When information (characters) of the text is used as utterance information, a one-hot expression is used for conversion of the utterance information into a linguistic vector. The number of dimensions of the vector of the one-hot expression is a number N of characters contained in the utterance information. The value of the dimension corresponding to input characters is “1”, the value of a dimension not corresponding to input characters is “0”. In an example, when the value of a first dimension is “1” and the value of a dimension other than the first dimension is “0”, the vector of the one-hot expression may correspond to a character of “A”. Similarly, when the value of a second dimension is “1” and the values of the dimensions other than the second dimension are “0”, the vector of a one-hot expression may correspond to a character “I”.
When a phonome and accents are used as the utterance information, the vector representation acquirer 124 converts the phonome and the accents into a numerical vector as in the case of Non-Patent Literature 1. When the characters are used as the utterance information, the vector representation acquirer 124 applies text analysis to the utterance information. The vector representation acquirer 124 is able to use the phonome and the accent information that are obtained from text analysis. For this reason, the vector representation acquirer 124 is able to convert the phonome and the accents into a numerical vector using the same method as that of Non-Patent Literature 1 described above.
The visual feature extractor 125 is able to extract visual features from the illustration image information that is contained in the book information. The visual feature extractor 125 converts the image information into a visual feature vector representing visual features of the image that is contained in the book.
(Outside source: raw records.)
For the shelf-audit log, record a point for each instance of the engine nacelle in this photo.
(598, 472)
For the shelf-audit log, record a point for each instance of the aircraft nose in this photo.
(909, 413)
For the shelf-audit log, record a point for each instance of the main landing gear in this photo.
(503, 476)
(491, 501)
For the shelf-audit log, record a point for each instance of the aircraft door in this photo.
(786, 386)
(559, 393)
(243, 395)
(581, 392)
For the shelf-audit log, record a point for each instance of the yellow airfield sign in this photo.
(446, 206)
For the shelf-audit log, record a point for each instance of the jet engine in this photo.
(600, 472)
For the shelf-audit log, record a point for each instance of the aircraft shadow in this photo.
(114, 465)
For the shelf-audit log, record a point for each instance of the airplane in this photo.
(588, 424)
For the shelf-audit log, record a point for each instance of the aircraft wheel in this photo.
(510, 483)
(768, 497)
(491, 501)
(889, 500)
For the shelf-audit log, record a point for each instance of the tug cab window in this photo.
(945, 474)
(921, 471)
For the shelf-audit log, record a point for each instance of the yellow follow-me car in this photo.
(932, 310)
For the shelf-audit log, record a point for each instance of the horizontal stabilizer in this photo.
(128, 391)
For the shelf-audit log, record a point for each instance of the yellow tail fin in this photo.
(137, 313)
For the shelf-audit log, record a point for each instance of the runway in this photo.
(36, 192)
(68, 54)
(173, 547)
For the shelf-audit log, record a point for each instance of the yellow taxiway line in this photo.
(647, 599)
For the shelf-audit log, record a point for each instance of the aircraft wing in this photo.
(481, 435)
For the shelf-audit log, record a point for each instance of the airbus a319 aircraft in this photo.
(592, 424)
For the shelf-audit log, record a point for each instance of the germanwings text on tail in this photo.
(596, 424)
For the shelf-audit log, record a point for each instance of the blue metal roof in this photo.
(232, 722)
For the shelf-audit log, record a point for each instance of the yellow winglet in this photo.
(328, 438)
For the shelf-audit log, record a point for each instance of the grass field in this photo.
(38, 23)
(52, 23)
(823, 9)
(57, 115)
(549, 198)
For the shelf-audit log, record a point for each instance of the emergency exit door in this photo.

For example, the visual feature extractor 125 acquires a visual feature vector by converting the illustration image information contained in the book information into a vector expression that is usable by the model trainer 126 to be described below.
The visual feature extractor 125 outputs a visual feature vector that is used as the input of the neural network for speech synthesis from the illustration image information.
A neural network for identifying an image that is trained previously from a large volume of image data is used for conversion from the illustration image information into a visual feature vector. When the illustration image information is converted into a visual feature vector, the visual feature extractor 125 executes a forward propagation process from the illustration image information that is input to the neural network (See “Hu, Jie, Li Shen, and Gang Sun. “Squeeze-and-Excitation Networks.” Proceedings of the IEEE conference on computer vision and pattern recognition. 2018.”).
The visual feature extractor 125 acquires information on an output layer eventually and outputs the information on the output layer as a visual feature vector.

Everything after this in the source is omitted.